Deduction in Respect of Medical Treatment – Section 80DDB: Section 80 DDB covered in Chapter VI-A of the IT Act 1961-2020 allows for deductions for medical treatment, among other things.
- What diseases are recognized by this special provision?
- Who is eligible to receive the deduction under Section 80DDB?
- What is the sum of the deduction under Section 80DDB?
- Neurological ailments with a disability level of 40% or above are certified by specialized physicians, including Dementia, Dystonia Musculorum Deformans, Motor Neuron Disease, Ataxia, Chorea, etc. Hemiballismus, Aphasia, and Parkinson’s Disease.
- Malignant cancers;
- Acquired Immunodeficiency Syndrome (AIDS) in its entirety;
- Chronic Renal Dysfunction;
- Haematological diseases such as Hemophilia and Thalassaemia.
Individuals and HUFs are the only entities who can legitimately claim a deduction under Section 80DDB. The provision does not extend to non-residents.
Additionally, the deduction may only be requested by the individual who bore the expenditures.

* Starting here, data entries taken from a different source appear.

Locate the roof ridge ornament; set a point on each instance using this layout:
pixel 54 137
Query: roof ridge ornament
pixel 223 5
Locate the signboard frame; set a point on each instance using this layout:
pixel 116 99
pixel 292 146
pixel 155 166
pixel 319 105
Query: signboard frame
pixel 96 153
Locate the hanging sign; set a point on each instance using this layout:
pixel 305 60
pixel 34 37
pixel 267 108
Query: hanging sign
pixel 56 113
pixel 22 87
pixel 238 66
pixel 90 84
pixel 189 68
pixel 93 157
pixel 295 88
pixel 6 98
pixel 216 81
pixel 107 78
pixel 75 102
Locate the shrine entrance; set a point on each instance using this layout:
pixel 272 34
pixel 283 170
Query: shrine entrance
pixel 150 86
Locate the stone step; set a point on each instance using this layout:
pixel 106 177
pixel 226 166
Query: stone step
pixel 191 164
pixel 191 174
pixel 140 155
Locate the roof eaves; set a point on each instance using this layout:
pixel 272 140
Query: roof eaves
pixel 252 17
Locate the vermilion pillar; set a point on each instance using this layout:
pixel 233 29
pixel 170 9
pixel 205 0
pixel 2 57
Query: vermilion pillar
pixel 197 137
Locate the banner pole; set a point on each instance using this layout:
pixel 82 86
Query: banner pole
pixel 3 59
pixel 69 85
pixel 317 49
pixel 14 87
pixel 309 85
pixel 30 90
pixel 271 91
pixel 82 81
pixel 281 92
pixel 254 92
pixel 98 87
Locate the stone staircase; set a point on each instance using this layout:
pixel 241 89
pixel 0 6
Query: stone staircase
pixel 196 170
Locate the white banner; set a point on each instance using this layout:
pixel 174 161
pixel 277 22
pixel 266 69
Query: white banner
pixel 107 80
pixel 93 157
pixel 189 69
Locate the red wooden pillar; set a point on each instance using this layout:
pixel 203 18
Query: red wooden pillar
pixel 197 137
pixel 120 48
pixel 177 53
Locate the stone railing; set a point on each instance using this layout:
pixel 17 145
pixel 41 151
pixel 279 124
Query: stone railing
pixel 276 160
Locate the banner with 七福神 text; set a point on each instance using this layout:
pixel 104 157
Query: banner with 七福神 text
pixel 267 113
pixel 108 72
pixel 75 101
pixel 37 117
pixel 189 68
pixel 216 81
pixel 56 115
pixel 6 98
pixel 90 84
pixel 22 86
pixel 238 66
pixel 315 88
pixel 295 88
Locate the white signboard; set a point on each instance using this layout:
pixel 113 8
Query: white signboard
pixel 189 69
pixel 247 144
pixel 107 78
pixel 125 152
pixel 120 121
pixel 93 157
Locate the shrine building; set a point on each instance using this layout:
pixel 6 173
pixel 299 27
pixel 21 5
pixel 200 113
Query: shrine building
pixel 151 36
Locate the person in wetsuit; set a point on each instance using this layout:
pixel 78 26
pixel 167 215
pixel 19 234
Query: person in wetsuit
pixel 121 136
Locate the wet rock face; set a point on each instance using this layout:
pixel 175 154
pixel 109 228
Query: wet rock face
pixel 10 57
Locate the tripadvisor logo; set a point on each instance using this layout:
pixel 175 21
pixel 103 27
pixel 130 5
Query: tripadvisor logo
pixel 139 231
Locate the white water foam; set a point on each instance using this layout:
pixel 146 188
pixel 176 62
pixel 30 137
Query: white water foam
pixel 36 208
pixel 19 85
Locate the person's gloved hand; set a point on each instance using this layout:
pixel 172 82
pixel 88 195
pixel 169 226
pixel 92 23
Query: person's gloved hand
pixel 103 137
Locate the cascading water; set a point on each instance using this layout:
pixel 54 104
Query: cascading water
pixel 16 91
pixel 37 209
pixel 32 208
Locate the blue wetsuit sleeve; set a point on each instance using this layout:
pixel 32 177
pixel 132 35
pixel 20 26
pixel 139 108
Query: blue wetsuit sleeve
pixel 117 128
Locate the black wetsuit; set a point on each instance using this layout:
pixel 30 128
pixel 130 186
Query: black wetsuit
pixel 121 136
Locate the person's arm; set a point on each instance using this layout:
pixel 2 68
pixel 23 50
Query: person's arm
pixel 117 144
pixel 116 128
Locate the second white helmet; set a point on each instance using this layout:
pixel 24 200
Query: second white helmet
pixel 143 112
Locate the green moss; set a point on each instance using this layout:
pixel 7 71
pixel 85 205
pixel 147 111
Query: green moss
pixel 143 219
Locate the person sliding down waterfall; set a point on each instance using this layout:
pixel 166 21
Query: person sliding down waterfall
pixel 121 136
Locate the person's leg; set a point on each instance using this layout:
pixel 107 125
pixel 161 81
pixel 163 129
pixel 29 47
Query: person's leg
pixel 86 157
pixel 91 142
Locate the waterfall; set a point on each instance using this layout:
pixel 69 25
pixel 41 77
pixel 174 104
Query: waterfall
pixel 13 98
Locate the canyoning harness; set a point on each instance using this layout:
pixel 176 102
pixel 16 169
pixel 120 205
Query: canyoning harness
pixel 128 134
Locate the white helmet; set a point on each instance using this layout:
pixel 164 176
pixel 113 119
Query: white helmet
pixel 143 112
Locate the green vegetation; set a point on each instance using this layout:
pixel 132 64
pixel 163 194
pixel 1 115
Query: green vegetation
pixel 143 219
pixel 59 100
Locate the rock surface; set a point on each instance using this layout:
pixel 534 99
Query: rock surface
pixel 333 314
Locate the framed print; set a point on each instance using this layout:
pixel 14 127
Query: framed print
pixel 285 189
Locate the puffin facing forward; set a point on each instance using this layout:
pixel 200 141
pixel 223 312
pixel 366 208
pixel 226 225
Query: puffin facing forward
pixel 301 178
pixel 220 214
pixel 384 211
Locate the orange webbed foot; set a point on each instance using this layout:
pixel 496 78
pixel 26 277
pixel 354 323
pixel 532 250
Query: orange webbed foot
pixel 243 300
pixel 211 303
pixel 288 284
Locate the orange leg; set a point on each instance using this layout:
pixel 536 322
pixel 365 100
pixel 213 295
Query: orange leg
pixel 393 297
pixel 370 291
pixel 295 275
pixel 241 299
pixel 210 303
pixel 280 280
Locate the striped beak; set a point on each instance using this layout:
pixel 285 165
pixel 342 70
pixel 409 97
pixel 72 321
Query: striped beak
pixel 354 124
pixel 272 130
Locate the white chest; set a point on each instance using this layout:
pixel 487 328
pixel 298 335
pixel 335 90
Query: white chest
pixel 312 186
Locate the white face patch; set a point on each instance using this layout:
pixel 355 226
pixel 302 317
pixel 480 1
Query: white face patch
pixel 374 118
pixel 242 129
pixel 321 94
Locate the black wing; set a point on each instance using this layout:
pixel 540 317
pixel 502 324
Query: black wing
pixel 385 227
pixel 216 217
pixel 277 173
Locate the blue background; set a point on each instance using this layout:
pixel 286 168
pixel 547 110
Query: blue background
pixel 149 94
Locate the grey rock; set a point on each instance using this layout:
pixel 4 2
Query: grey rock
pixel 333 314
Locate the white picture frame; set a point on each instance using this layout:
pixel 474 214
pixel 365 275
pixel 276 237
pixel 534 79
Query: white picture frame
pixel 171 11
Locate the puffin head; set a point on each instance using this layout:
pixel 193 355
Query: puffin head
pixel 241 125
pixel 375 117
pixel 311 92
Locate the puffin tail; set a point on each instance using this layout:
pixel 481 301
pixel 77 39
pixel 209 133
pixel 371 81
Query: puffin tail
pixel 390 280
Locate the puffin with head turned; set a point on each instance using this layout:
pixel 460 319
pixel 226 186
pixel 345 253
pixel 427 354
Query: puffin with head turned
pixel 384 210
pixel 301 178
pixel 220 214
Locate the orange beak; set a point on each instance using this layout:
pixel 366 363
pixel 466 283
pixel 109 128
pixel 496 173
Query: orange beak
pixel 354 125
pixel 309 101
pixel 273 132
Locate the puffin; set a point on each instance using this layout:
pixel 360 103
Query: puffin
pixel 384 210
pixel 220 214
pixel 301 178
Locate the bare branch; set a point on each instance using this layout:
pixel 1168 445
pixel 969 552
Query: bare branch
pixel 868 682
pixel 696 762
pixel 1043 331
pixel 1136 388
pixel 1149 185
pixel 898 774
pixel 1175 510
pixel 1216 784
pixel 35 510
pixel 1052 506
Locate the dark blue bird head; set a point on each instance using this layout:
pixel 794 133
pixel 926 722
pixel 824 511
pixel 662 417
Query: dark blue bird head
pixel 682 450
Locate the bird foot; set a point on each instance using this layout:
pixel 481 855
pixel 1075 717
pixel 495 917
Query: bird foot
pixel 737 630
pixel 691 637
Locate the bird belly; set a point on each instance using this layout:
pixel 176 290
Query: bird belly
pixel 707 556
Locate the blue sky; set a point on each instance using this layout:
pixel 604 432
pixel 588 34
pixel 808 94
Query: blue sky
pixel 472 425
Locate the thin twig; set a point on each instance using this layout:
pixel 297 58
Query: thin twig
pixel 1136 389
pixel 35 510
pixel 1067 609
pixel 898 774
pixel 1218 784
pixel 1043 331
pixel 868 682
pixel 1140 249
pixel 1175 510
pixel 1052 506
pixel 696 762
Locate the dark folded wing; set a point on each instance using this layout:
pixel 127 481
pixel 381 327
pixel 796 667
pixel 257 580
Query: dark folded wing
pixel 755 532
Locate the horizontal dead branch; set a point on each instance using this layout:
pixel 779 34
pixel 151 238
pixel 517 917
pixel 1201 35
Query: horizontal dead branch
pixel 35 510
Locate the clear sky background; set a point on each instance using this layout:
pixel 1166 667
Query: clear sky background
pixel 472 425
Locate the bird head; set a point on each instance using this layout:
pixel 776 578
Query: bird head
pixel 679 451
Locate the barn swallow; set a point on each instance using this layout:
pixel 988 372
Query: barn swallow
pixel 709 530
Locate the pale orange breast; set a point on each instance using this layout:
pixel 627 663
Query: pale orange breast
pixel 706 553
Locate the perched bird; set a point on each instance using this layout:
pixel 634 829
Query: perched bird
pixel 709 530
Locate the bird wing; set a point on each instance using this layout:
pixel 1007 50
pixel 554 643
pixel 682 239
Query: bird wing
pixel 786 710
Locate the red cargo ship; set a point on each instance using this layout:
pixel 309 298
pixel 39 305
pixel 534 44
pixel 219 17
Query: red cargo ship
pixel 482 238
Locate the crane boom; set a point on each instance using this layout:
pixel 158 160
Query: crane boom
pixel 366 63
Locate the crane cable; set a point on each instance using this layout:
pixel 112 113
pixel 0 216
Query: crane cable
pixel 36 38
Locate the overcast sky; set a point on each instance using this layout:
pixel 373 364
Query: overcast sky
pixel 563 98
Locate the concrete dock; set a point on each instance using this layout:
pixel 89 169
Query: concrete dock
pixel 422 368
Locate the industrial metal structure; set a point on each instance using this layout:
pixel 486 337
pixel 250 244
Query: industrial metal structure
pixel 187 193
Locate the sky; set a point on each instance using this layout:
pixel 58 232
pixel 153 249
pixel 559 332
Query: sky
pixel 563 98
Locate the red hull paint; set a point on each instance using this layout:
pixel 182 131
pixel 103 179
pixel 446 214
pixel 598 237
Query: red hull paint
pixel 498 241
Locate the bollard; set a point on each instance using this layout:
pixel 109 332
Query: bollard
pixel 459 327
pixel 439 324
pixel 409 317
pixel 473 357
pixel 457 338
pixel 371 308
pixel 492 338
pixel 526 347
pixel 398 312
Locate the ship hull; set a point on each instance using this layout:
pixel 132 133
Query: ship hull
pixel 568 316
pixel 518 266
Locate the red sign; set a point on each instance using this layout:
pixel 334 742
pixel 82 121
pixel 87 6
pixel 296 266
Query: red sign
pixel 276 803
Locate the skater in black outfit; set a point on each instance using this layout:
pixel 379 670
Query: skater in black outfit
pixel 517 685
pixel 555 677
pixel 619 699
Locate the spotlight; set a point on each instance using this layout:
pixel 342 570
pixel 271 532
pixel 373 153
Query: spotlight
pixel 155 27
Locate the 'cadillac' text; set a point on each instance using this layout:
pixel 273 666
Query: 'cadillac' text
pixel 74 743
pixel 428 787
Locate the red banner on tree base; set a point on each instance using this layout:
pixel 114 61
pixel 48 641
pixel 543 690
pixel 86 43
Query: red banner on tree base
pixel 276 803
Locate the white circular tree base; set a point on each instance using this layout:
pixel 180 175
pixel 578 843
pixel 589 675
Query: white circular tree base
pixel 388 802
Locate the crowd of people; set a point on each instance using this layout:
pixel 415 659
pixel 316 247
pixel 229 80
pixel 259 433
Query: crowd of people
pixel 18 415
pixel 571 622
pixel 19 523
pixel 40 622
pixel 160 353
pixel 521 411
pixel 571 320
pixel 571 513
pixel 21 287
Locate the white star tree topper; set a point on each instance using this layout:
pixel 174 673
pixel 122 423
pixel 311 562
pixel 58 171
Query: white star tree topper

Medical costs, on the other hand, can be paid for the healthcare and other medical expenses of the following individuals:
- Individuals: In the context of individual medical expenses might well be spent for the taxpayer or any of his dependents’ medical care. In this article, the term “dependents” specifically refers to the individual’s spouse, kids, parents, siblings.
- Hindu Undivided Family (HUF): In the context of a HUF, medical expenses made for medical treatment of any former member of the HUF can be taken as a deduction.
The deduction amount is characterized by two parameters: the patient’s age and the actual amount of spending.
The amount is fixed to the lesser of the following:
- The actual cost spent for the treatment or
- Rs. 40,000 /– (in the case of a normal citizen), whichever is smaller.
If the individual is a senior citizen, the highest limit of deduction is Rs.1 lakh.